Book: photography and zen

Western conceptual thinking and therefore conceptual thinking about photography is unsurprisingly dominated by Western ideas. I’ve been influenced in various ways by Eastern thought at different times in my life, firstly as a teenager playing Judo. Later as a guitarist, embracing the ideas of ‘Zen Guitar’ and more recently through the study of mindfulness. Also, while unaware of the conceptual thinking, being ‘in the flow’ while making street photography, which is what first encouraged me to study photography seriously.

I would characterise these practices as experiential – there are concepts and philosophies that can only really be understood through experiencing their practice. They are not simply conceptual. I am interested in how I might use these ideas to shape my photography practice and whether there is a research perspective for my contextual studies work. Also, whether there is a genre connection to psychogeography in this thinking.
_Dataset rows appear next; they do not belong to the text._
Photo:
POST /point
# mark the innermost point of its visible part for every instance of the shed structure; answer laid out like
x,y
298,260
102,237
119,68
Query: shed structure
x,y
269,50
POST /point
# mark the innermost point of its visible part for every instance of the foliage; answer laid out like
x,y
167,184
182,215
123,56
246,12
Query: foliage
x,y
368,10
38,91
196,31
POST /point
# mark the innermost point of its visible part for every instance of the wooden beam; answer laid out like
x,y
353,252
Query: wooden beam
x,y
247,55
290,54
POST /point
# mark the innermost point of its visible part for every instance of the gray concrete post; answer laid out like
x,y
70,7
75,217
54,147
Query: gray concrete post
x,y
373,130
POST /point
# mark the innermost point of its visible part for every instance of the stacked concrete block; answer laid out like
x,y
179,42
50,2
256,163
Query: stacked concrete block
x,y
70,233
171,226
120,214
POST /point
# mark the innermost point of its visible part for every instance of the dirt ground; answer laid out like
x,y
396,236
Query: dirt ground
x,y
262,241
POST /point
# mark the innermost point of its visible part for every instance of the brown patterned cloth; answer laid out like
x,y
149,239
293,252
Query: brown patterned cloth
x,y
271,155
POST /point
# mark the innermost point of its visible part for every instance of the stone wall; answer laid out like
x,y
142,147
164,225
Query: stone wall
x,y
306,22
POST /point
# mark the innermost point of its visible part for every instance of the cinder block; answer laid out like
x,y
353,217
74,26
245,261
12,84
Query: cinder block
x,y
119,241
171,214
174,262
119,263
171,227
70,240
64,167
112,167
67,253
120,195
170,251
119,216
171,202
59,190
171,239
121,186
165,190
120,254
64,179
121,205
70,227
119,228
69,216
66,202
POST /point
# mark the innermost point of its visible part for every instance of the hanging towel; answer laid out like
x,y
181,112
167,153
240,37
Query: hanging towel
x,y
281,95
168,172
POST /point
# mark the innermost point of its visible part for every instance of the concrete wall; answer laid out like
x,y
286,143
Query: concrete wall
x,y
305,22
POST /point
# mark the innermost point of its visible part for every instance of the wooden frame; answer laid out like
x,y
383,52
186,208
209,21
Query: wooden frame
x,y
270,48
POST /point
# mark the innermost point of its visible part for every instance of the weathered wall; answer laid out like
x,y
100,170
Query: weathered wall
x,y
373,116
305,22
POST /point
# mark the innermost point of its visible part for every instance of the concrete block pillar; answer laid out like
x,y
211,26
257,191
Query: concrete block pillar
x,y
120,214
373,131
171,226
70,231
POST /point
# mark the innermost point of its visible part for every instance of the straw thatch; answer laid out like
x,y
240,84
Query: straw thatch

For example Umberto Eco’s essay Critique of the Image proposes various codes of recognition in the process of perception . These introduce bias into the perception of the significance of things; what is important and therefore, what might be a worthy photographic subject. Contemplative thinking can help put aside these biases and help interact with objects in their pure form.

I begin this exploration with the book Photography and Zen by Stephen Bray . Notes are below. My reflections on the reading are:

  • Realising the ‘interconnectedness’ of self-other-thing as a totality changes both perception and behaviour. We no longer think of self and other but together. There is some Western philosophy that draws on these ideas that I should explore further – Fichte and his ideas of ‘inter-subjectivity’ and Schopenhauer and his ‘negation of desire’.
  • Bray offers a number of photographic influences. With Chögyam Trungpa in particular deserving further research.
  • On a practical level Bray suggests two traps of photography: 1) producing stereotypical images and 2) abandoning convention, making images to please only ourselves and becoming completely unconcerned about others – using the term ‘spiritual materialism’ to describe this. Finding a right way, he suggests, is between the two extremes. To me, some conceptual photography falls into the latter category.

Bray’s conclusion to the book is interesting ‘ one of the dangers of photography is that, whilst it enables expression …, it can also become a substitute for living’.